Орлик, вот оно что! Сестра забыла его имя и рисовала молот, чтобы напомнить о нем. Мы объяснили Орлику, зачем зовем его в кухню, и он не спеша поставил молот на землю, вытер лоб сначала рукавом, а потом еще раз фартуком, и побрел в дом, лениво переваливаясь на согнутых коленях, как то было у него в привычке.
Признаюсь, я ожидал, что сестра тут же уличит его, и был разочарован, увидя нечто совсем иное. Она проявила сильнейшее желание помириться с ним, была, по-видимому, очень довольна, что его наконец привели, и знаками показала, чтобы ему дали выпить. Она всматривалась в его лицо, словно желая убедиться, что он доволен оказанным ему приемом; всячески старалась умилостивить его, словом — во всем, что она делала, сквозила смиренная угодливость, как в поведении ребенка, робеющего перед строгим учителем. После этого она чуть ли не всякий день рисовала на доске молот, и Орлик прибредал на кухню и стоял перед ней истуканом, точно не лучше нашего понимал, зачем это нужно.
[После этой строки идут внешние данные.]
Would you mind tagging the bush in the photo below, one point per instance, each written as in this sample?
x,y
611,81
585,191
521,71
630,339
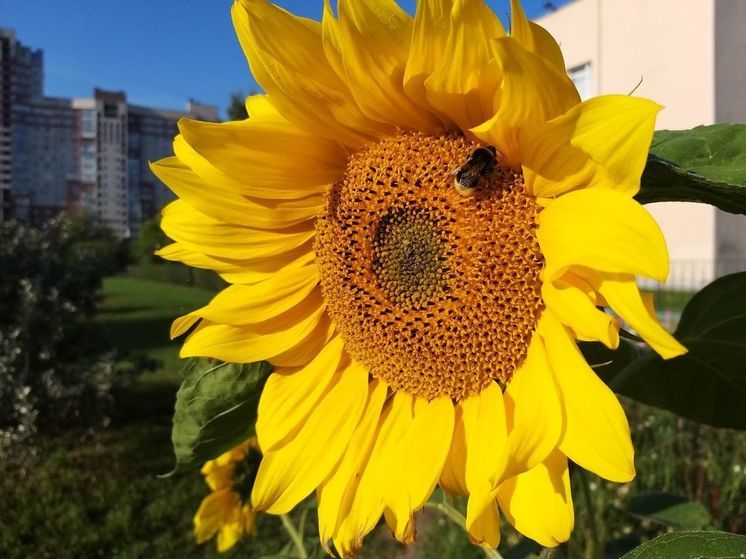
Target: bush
x,y
55,369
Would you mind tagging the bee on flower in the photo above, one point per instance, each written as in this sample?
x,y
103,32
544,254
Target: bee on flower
x,y
422,332
226,510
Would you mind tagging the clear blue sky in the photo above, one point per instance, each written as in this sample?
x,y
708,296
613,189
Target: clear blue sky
x,y
160,52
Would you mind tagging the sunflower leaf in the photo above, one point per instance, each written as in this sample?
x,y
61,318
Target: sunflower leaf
x,y
706,164
692,545
215,410
708,384
670,510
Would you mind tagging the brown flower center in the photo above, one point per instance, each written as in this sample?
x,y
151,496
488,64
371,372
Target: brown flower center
x,y
436,292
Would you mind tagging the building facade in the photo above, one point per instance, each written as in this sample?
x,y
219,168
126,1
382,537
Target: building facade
x,y
79,155
688,56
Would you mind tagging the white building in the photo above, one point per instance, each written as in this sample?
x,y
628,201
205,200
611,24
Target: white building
x,y
690,57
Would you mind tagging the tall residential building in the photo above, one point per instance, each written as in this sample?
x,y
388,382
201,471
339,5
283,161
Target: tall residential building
x,y
688,56
21,82
87,155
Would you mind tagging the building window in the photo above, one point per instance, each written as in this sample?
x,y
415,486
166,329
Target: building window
x,y
582,77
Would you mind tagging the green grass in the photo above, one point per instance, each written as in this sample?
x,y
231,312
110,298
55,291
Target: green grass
x,y
96,493
137,314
И снова в узком мирке, ограниченном нашей деревней и болотами, потянулись дни работы и ученья, однообразие которых нарушило лишь одно знаменательное событие: наступление дня моего рожденья, а с ним — еще один визит к мисс Хэвишем. Снова на звонок вышла мисс Сара Покет, снова я застал мисс Хэвишем на ее обычном месте, и она говорила об Эстелле в том же духе и чуть ли не в тех же выражениях, что и в прошлый раз. Разговор наш занял всего несколько минут, а на прощанье она подарила мне гинею и велела опять прийти через год. Здесь уместно будет упомянуть, что с тех пор я стал бывать у нее в этот день ежегодно. В первый раз я пробовал отказаться от денег, но не добился ничего, кроме сердитого вопроса, не считаю ли я, что одной гинеи мало. Тогда, и только тогда я ее принял.
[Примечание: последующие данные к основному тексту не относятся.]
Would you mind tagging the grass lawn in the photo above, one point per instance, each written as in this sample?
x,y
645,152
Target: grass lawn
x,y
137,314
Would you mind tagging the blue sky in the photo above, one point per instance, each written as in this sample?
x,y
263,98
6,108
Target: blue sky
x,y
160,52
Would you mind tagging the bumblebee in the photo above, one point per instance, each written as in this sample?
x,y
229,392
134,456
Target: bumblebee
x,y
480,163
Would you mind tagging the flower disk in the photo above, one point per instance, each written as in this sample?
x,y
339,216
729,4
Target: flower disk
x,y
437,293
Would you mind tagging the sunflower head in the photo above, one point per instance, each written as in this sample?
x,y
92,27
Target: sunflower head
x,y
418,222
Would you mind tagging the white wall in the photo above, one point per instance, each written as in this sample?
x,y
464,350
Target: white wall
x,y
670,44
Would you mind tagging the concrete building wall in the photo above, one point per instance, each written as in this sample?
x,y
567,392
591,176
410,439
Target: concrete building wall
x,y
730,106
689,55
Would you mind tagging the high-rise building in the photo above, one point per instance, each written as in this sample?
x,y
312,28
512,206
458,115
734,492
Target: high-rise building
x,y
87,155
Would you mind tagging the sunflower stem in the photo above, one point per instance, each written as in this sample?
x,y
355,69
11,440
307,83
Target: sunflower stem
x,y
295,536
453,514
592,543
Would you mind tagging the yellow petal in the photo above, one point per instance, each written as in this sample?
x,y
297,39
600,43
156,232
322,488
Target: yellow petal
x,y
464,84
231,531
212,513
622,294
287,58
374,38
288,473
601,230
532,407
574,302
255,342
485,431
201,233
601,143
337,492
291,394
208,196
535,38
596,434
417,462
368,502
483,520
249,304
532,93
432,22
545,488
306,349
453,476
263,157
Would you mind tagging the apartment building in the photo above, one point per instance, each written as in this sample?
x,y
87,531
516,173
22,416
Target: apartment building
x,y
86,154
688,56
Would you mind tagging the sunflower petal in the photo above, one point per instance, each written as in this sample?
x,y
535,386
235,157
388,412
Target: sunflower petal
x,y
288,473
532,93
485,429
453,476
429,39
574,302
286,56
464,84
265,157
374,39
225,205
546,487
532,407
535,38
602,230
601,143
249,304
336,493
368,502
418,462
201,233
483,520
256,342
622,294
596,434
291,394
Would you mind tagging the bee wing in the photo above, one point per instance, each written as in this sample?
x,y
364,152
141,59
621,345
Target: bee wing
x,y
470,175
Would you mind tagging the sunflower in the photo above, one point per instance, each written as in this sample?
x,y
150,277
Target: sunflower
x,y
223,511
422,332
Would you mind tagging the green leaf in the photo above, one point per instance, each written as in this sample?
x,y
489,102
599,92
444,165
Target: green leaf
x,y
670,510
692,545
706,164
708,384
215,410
Все оставалось как было: мрачный старый дом, желтый свет в затемненной комнате, поблекший призрак в кресле перед зеркалом; казалось, вместе с часами само Время остановилось в этом таинственном жилище, и пока вне его и я и все вокруг росло и старилось, само оно пребывало неизменным. Дневной свет, никогда не проникавший в это убежище, не проникал и в мысли мои о нем и в воспоминания. И под влиянием их я продолжал втайне ненавидеть свое ремесло и стыдиться родного дома.
Зато с некоторых пор я невольно стал замечать кое-какие перемены в Бидди. Башмаки у нее уже не сваливались с ног, волосы покорно слушались гребня, руки всегда были чистые. Она не блистала красотой — где было ей, обыкновенной деревенской девочке, сравниться с Эстеллой! — но она была миловидная, здоровая, приветливая. Прошло не более года с ее переселения к нам (помню — она только что перестала носить черное платье), когда я однажды вечером заметил, что у нее на редкость внимательные, серьезные глаза; очень красивые глаза, и очень добрые.
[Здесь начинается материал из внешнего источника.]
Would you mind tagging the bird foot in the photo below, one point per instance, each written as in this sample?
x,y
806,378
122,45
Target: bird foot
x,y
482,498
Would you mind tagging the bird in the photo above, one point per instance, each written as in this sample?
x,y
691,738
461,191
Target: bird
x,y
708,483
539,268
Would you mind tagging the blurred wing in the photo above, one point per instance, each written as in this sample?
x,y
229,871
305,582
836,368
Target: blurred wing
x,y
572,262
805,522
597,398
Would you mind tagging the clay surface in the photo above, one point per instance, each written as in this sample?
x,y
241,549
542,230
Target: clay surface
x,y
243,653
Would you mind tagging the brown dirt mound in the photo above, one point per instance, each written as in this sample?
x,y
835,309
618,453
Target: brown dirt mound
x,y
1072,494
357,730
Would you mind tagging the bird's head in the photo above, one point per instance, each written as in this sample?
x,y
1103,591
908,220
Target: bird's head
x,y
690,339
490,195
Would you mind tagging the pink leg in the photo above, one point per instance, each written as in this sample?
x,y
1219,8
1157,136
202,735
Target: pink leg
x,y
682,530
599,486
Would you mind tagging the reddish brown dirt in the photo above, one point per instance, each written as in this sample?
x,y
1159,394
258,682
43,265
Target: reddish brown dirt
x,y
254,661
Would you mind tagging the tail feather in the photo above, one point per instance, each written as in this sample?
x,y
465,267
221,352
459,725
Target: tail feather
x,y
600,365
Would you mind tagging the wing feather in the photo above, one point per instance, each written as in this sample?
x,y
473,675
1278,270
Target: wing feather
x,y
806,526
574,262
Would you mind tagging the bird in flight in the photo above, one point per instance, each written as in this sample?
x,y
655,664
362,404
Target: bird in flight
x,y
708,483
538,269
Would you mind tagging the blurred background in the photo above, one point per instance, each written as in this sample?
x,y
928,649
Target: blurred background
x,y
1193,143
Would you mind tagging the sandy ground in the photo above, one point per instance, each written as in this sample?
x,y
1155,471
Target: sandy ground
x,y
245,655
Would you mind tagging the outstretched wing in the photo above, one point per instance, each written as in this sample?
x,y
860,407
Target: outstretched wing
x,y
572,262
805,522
А заметил я это, когда сам поднял глаза от работы, над которой корпел, — я списывал интересные места из книги, таким хитрым способом совершенствуясь одновременно и в чтении и в письме, — и увидел, что Бидди за мной наблюдает. Я отложил перо, а Бидди перестала шить, но шитье не отложила.
— Бидди, — сказал я, — как это тебе удается? Либо я очень глуп, либо ты уж очень умна.
— А что мне удается? Я не знаю, — ответила Бидди с улыбкой.
Ей удавалось одной вести все наше хозяйство, и притом превосходно; но я не это имел в виду, хотя то, что я имел в виду, было тем более достойно удивления.